Diese zweite Untersuchungsphase sei nun dadurch abgebrochen worden, dass die BNetzA ihren Notifizierungsentwurf nach Art. 7a Abs. 8 der Rahmenrichtlinie (§ 13 Abs. 4 Nr. 1 Satz 2 TKG) zurückgezogen habe. Allerdings habe sie unmittelbar nach dem Zurückziehen einen teilweise geänderten Entwurf "re-notifiziert". Und diese Re-Notifizierung ohne neue Durchführung des gesamten Verfahrens nach § 13 in Verbindung mit § 12 TKG wird von Rechtsanwalt Martin Geppert als "rechtlich problematisch" bewertet.

Es sei für die BNetzA "unzweifelhaft zulässig", einen notifizierten Entwurf einer Regulierungsverfügung zurückzuziehen. Das Verfahren werde dadurch allerdings abgebrochen. Der nächste Schritt nach der Intervention der EU wäre gewesen, dass die BEREC, das Gremium der europäischen Regulierungsbehörden, innerhalb des sechswöchigen Prüfungszeitraums, also bis zum 21. Juni, mehrheitlich eine Stellungnahme abgibt. Dazu ist es durch die Zurückziehung des Notifizierungsentwurfs aber nicht mehr gekommen und die zweite Untersuchungsphase wurde daraufhin eingestellt.

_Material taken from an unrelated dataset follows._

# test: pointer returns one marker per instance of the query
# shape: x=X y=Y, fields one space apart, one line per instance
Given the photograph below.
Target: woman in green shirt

Im vier Tage später veröffentlichten Notifizierungsentwurf nennt die Bundesnetzagentur den überarbeiteten Entwurf eine "Re-Notifizierung". Auf Seite 125 des Re-Notfizierungsentwurfs behauptet die Behörde, dass eine unmittelbare neue Notifizierung ohne Durchführung einer nationalen Konsultation sowie ohne erneute Stellungnahmemöglichkeit des Bundeskartellamts zulässig sei. Es handele sich nämlich nicht um wesentliche Änderungen gegenüber dem ersten Notifizierungsentwurf.

"Spielabbruch": Ganzes Verfahren nochmals von vorne

Geppert weist darauf hin, dass der Maßnahmenentwurf nach der Zurückziehung gemäß der Empfehlung 2008/850/EG, Ziffer 19 aus dem EU-Register gelöscht und der Fall damit geschlossen wird. Dies hat die EU-Kommission in diesem Dokument bestätigt. Der Rechtsanwalt bezeichnet dies als "Spielabbruch".

Anders als der ebenfalls von der Rahmenrichtlinie in Art. 7a Abs. 4 Satz 2a vorgesehene Fall der Änderung eines notifizierten Entwurfs wird im Fall der Zurückziehung eines Maßnahmenentwurfs durch die nationale Regulierungsbehörde laut der Einschätzung des Anwalts "dem gesamten Verfahren zum Erlass einer Regulierungsverfügung die Grundlage entzogen". Eine bloße Re-Notifizierung eines geänderten Entwurfs sei im Verfahren nicht vorgesehen.

Im Gegenzug müsse die nationale Regulierungsbehörde nun ein komplett neues Verfahren beginnen und dafür auch "sämtliche gesetzlich vorgesehenen Verfahrensschritte nach § 13 in Verbindung mit § 12 TKG erneut durchlaufen". Die Argumentation der BNetzA, dass eine erneute Konsultation des geänderten Entwurfes nicht notwendig ist, sei nicht zutreffend. Denn im Rechtssinne liege ein "geänderter Entwurf" gar nicht vor. Die Verfahrensregelungen zur Entwurfsänderung während eines Phase-II-Verfahrens kommen laut dem Rechtsexperten im Falle der Zurückziehung eines Maßnahmenentwurfes konsequenterweise nicht analog zur Anwendung.

In seinem Fazit kommt der Anwalt nochmals zu dem Schluss, dass das ganze Vorgehen der BNetzA als "rechtlich problematisch zu beurteilen" ist. Die rechtliche Zulässigkeit dieses Vorgehens könnten zwar nur die zuständigen Gerichte abschließend beurteilen, jedoch ist es für Geppert nur schwer nachvollziehbar, "warum die BNetzA dieses rechtliche Risiko eingeht."